Nigerian govt announces new date for student loan implementation

The Nigerian government has announced a new date for the implementation of the Access to Higher Education Act, otherwise known as the Students Loan Law, recently assented to by President Bola Tinubu.

Since signing the bill into law in June, many Nigerians have criticised its introduction, describing it as a ground for the introduction of tuition fees in the nation’s tertiary institutions.

Meanwhile, despite the opposition to its implementation, the Permanent Secretary at the Ministry of Education, Andrew Adejoh, revealed at the time that the implementation would commence in September.

The implementation has, however, not kicked off as announced by Mr Adejoh.

But speaking at the 29th National Economic Summit on Monday, Mr Tinubu said the loan programme “must commence” in January 2024.

“By January 2024, the new Students Loan Programme must commence. To the future of our children and students we’re saying no more strikes.

“There must be a Consumer Credit Scheme which will have to come to effect as soon as possible.

“We cannot talk about anti-corruption when you have to look for cash to buy a car, when there’s no mortgage for homeownership,” he said.

The president in June 2023, signed into law a bill that provides interest-free education loans for Nigerians willing to acquire tertiary education.

The Access to Higher Education Act, 2023, otherwise known as students loan Act, establishes an Education Loan Fund to help Nigerians fund their higher education, while they pay in instalments two years after completing their participation in the National Youth Service Corps (NYSC) programme.

The bill, first introduced in 2016 by Femi Gbajabiamila, the immediate past Speaker of the House of Representatives, was reintroduced in 2019 and received more attention from the National Assembly in November 2022. 

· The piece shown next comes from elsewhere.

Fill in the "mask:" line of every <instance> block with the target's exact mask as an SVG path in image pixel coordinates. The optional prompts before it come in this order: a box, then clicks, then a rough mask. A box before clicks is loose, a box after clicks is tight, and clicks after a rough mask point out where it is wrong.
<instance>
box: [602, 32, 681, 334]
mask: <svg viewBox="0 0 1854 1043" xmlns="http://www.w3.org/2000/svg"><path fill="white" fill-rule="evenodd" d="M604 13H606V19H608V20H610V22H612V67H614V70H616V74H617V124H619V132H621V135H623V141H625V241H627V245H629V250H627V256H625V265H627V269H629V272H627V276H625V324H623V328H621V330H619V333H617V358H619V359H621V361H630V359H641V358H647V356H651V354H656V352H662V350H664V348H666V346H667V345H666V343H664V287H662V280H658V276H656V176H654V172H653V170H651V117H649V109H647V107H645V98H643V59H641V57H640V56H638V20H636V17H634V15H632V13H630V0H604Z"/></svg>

It was barely a month after the end of an eight-month-long industrial action by the nation’s university workers’ union who had protested poor working conditions, among other demands.

The Act establishes the Nigerian Education Loan Fund which is expected to handle all loan requests, grants, disbursement and recuperation of the loans provided.

The Fund, according to the Act, is to be funded from multiple streams and will engage in other productive activities.

Its sources of funding as dictated by the Act include; one per cent of all profits accruing to the federal government from oil and other minerals; one per cent of taxes, levies and duties accruing to the federal government from the Federal Inland Revenue Service (FIRS), Nigeria Immigration Service (NIS) and Nigerian Customs Service (NCS); education bonds and education endowment fund schemes.

The Education Loan will also be funded through donations, gifts, grants, endowment and revenue accruing to the fund from any other source.

The fund is to be domiciled in the Central Bank of Nigeria (CBN) and managed by an 11-person special committee chaired by the CBN governor, the law stipulates in Section 5.

The special committee consists of the CBN governor as chairperson and a secretary to be appointed by the chairperson.

Members of the committee as dictated by the law includes; the ministers responsible for education and finance, or the latter’s representatives, and the Auditor-General of the Federation.